TUTORIAL

 

What is an isotope?

Elements are defined by the number of protons (Z) in their nucleus. The mass number  (A) of an element is equal to the sum of both protons and neutrons (N) in the nucleus, or

 A = N + Z

A single element can have two or more mass numbers due to differences in the number of neutrons that can occur in the nucleus.  These different forms of a single element are called isotopes. While protons have a positive charge, neutrons have no charge, so the number of neutrons does not affect the charge of a molecule. Some isotopes are stable, while others are radioactive and release particles and energy to decay into a more stable form.

Elements usually have a common isotope that is the form most often found in nature. Because carbon, oxygen, and hydrogen are the elements that make up all organic matter, biologists are often interested in the isotopes of these elements.  Each has common and rare forms.  For instance, 98.8% of carbon atoms contain 6 protons and 6 neutrons with a mass number of 12; the notation for this form is 12C. 1.1% of carbon has 6 protons and 7 neutrons, noted as 13C. Similarly, 99.98% of hydrogen is found as 1H, but two stable isotopes and one radioactive isotope are known. 99.6% of oxygen is 16O, in addition there are three stable isotopes and five radioactive isotopes. Nitrogen, an important plant nutrient, is also of interest to biologists. It is found as 99.6% 14N and 0.4% 15N.

How common are stable isotopes?
A brief listing of the stable isotopes and their abundances for the elements most commonly used in global change research would include:

Element
Isotope
Abundance (%)
Hydrogen
1 H
99.985
 
2 H
0.015
Carbon
12 C
98.89
 
13 C
1.11
Nitrogen
14 N
99.63
 
15 N
0.37
Oxygen
16 O
99.759
 
17 O
0.037
 
18 O
0.204
Sulfur
32 S
95.00
 
33 S
0.76
 
34 S
4.22
 
36 S
0.014
Strontium
84 Sr
0.56
 
86 Sr
9.86
 
87 Sr
7.02
 
88 Sr
82.56

Isotopes influence the physical and chemical properties of matter. For instance, 12CO2 will behave differently than 13CO2 during certain processes and chemical reactions. Light isotopes form weaker chemical bonds than heavy isotopes, so light isotopes are somewhat more chemically reactive. Molecules containing light isotopes also evaporate and diffuse more quickly than their heavier counterparts. Therefore an evaporating liquid will contain more of the light isotope in the gas phase, and more of the heavy isotope in the liquid phase.

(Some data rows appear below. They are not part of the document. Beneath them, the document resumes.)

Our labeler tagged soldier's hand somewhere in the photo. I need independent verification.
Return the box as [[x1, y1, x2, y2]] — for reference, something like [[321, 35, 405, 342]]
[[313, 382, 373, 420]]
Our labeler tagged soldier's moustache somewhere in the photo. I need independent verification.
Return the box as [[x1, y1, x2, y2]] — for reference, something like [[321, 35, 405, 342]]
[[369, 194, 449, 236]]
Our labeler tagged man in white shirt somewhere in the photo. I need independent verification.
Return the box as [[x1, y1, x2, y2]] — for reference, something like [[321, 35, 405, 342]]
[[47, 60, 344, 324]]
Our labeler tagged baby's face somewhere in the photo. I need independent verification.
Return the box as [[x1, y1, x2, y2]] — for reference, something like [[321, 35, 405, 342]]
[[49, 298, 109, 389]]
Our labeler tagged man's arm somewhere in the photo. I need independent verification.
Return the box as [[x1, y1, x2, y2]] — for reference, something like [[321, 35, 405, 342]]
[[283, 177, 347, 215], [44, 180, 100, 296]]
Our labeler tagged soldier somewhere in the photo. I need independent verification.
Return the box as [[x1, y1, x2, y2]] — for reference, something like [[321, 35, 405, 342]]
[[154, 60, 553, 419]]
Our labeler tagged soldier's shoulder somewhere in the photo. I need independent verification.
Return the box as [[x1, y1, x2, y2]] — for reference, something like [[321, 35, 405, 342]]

Isotopic fractionation occurs when isotopes are partitioned differently between two phases or two substances.  If we understand the processes underlying fractionation, we can use isotopes to determine how plants, animals, and whole ecosystems function. We can gain information from isotopes that naturally occur in the environment in studies of natural abundance, or we can artificially apply isotopes in high concentrations to use them as tracers.